Unpublished BIA Decision Indicates Some Pushback to Cal. P.C. § 1203.43 Vacaturs (Though Other BIA Panels Have Fully Honored P.C. § 1203.43)
The BIA issued an unpublished decision about Cal. P.C. § 1203.43 after an amicus invitation and oral argument. The ILRC filed an amicus brief (thanks to Prof. Jennifer Koh) and Kathy Brady argued the case. The good news is that the decision does not say that § 1203.43 vacaturs are ineffective for Pickering purposes. The bad news is that it establishes that, if the respondent is seeking relief, the respondent needs to prove that they were misinformed of the immigration consequences of the DEJ guilty plea. The short summary is that the decision says that the legal invalidity question needs to be decided on a case by case approach. Of course, there are other unpublished BIA decisions holding that § 1203.43 meets Pickering (see exhibits to amicus brief). But for now, other forms of vacaturs may be more air tight. ILRC will put out a practice advisory soon, but include our current recommendations below.
- In immigration proceedings, the respondent should submit a declaration or testimony to the Immigration Court (or USCIS or DOS) that 1) they were told prior to the plea of guilty that it would not be a conviction for any purpose if there was successful completion of Deferred Entry of Judgment, and 2) that their attorney did not tell them otherwise, and 3) they did not know that it would still be a conviction for immigration purposes.
- In post-conviction proceedings, it is safest to file a P.C. § 1473.7 motion to vacate under P.C. § 1473.7(e)(2): “There is a presumption of legal invalidity for the purposes of paragraph (1) of subdivision (a) if the moving party pleaded guilty or nolo contendere pursuant to a statute that provided that, upon completion of specific requirements, the arrest and conviction shall be deemed never to have occurred, where the moving party complied with these requirements, and where the disposition under the statute has been, or potentially could be, used as a basis for adverse immigration consequences.”
Ninth Circuit Holding on Cal. P.C. § 32: Valenzuela Gallardo v. Barr, 968 F.3d 1053 (9th Cir. 2020)
There is an aggravated felony ground for an “offense relating to obstruction of justice” where the imposed term of imprisonment is at least one year. See INA § 101(a)(43)(S), 8 U.S.C. § 1101(a)(43)(S). In a published opinion, the Ninth Circuit held that conviction under Cal. P.C. § 32, accessory after the fact is broader than this ground and categorically not for an obstruction of justice aggravated felony. There remains a possibility that the federal government will petition the Ninth Circuit to rehear this issue en banc. Therefore, criminal defense counsel representing noncitizens considering guilty pleas under P.C. § 32 should assume that such a conviction with an imposed sentence of one year or longer may later be treated in immigration proceedings as an aggravated felony, should the Ninth Circuit reverse the panel’s decision in this case or should the removal proceedings take place outside of the Ninth Circuit.

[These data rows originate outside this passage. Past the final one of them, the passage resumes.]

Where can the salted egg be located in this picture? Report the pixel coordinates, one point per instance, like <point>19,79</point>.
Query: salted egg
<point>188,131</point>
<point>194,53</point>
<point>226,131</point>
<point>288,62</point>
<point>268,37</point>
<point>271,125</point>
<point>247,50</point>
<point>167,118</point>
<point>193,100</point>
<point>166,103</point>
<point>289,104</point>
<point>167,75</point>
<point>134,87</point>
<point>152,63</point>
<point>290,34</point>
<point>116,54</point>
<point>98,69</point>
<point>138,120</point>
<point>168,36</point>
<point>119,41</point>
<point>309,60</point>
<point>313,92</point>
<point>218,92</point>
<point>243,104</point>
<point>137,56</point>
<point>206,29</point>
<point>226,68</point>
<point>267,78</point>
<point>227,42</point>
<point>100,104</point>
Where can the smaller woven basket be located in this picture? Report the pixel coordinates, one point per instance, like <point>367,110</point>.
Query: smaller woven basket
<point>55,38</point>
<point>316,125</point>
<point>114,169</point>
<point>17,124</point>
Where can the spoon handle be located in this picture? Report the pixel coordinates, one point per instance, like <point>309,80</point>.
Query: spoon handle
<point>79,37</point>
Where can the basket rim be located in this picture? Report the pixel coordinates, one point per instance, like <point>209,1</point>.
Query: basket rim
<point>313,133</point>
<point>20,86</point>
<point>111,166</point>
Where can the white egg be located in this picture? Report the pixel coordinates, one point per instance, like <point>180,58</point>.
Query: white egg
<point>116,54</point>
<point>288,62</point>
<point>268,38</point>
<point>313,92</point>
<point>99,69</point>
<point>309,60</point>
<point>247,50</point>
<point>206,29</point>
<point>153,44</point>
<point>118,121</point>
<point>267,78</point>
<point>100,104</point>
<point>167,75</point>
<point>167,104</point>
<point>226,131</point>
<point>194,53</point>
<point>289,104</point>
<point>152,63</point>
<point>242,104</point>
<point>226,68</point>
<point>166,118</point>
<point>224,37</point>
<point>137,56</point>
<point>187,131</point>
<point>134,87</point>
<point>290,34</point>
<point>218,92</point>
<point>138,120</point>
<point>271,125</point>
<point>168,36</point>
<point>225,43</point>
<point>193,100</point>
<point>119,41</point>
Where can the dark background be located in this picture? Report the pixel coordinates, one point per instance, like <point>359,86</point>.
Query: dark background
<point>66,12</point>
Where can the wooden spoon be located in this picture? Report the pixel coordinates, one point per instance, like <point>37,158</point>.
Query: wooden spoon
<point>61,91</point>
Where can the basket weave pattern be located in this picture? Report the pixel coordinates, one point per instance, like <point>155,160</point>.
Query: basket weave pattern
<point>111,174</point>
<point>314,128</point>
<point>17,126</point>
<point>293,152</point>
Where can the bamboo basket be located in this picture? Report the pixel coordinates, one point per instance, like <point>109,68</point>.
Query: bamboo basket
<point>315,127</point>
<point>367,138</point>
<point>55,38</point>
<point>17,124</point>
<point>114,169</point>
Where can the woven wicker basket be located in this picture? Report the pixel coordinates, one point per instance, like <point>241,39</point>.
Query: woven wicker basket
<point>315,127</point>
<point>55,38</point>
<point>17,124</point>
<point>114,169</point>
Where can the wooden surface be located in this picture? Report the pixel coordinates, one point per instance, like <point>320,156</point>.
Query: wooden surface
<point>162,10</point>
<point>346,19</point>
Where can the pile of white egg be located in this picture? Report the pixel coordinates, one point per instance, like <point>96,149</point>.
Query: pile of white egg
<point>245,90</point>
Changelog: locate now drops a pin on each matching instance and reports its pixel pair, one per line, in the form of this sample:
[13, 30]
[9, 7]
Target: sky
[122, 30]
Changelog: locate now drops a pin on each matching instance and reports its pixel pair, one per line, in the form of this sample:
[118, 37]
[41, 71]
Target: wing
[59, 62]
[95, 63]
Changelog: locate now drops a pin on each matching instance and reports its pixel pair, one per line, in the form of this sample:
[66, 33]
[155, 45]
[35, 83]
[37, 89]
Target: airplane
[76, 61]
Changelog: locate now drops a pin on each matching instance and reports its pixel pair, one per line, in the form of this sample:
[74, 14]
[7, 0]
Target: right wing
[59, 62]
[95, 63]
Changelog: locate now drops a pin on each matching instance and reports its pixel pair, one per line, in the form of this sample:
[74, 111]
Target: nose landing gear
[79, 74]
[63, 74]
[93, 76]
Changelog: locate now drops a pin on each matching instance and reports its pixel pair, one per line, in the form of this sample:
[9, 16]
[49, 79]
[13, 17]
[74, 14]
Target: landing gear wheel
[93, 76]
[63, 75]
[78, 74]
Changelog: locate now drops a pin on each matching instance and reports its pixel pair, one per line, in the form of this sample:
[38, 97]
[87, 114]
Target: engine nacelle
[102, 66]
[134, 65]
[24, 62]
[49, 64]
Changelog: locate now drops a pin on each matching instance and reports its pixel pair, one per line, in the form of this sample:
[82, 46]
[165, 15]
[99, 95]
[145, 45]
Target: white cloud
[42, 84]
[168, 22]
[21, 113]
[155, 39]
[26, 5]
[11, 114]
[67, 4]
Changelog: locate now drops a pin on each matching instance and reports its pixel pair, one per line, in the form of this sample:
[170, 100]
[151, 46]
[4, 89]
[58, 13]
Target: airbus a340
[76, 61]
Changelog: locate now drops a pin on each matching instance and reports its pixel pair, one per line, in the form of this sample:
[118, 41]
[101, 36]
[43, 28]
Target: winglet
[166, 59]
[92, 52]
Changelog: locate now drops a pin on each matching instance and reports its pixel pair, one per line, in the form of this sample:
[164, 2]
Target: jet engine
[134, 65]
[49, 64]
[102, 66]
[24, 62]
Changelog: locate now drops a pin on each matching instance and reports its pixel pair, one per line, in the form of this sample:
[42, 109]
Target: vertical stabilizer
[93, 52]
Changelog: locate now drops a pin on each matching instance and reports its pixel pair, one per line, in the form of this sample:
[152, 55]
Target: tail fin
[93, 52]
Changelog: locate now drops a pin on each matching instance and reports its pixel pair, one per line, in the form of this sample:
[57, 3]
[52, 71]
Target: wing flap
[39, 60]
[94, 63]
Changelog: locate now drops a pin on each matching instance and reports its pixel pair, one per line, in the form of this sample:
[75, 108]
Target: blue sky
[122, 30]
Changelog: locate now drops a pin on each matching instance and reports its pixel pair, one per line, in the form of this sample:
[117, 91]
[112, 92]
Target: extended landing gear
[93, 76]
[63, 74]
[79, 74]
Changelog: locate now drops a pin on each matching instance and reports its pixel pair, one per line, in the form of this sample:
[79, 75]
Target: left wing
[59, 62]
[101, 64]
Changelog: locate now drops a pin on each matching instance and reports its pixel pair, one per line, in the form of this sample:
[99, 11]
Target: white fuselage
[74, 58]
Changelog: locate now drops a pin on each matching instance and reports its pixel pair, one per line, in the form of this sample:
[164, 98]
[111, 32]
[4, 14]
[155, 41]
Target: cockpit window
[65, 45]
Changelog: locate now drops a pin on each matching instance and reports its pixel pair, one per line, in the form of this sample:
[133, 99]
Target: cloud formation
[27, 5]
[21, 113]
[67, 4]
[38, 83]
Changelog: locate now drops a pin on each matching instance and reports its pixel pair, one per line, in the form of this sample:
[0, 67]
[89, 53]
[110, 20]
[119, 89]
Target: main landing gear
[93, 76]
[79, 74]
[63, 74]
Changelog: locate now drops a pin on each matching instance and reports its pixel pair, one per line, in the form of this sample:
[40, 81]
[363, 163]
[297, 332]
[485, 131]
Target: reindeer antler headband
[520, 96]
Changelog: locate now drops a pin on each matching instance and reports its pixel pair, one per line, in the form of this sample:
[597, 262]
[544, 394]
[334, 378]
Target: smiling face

A.G. Barr’s Decision in Matter of Reyes Should Have Limited Impact, but Defenders Should Nonetheless Be Mindful of Its Holding When Doing Padilla Advisals or Representing Noncitizens in Immigration Proceedings
A.G. Barr issued a new categorical approach decision in a case where a noncitizen had been convicted of a state larceny statute where all conduct criminalized was either generic fraud or generic theft (as those terms are used in the aggravated felony statute). Under Mathis and the governing state law, the conviction is indivisible between theft and fraud. The individual noncitizen in Reyes had been sentenced to over a year in prison, and the established loss amount was over $10,000. The AG found that in such a circumstance, the conviction is for an aggravated felony, because the full range of means of commission are for aggravated felony conduct even though immigration authorities would not be able to identify which conduct the individual was convicted of. ILRC, IDP, and NIPNLG have published a practice advisory on the Reyes decision: https://www.ilrc.org/practice-alert-matter-reyes-28-dec-52-ag-2020.
Ninth Circuit holds California Definition of Methamphetamine is Same as Federal Definition
U.S. v. Rodriguez Gamboa, — F.3d —, 2020 WL 5050366 (9th Cir. 2020)
After several years of litigation, the Ninth Circuit held in a published opinion that California’s definition of “methamphetamine” is not broader than the federal definition of “methamphetamine.” Ms. Rodriguez Gamboa argued that California’s definition of methamphetamine includes both geometric and optical isomers of methamphetamine, while the federal definition includes only optical isomers. She argued that, as a result, California’s definition is categorically broader than the federal definition. The Ninth Circuit rejected this argument, finding there is no realistic probability of prosecution for a geometric isomer of methamphetamine.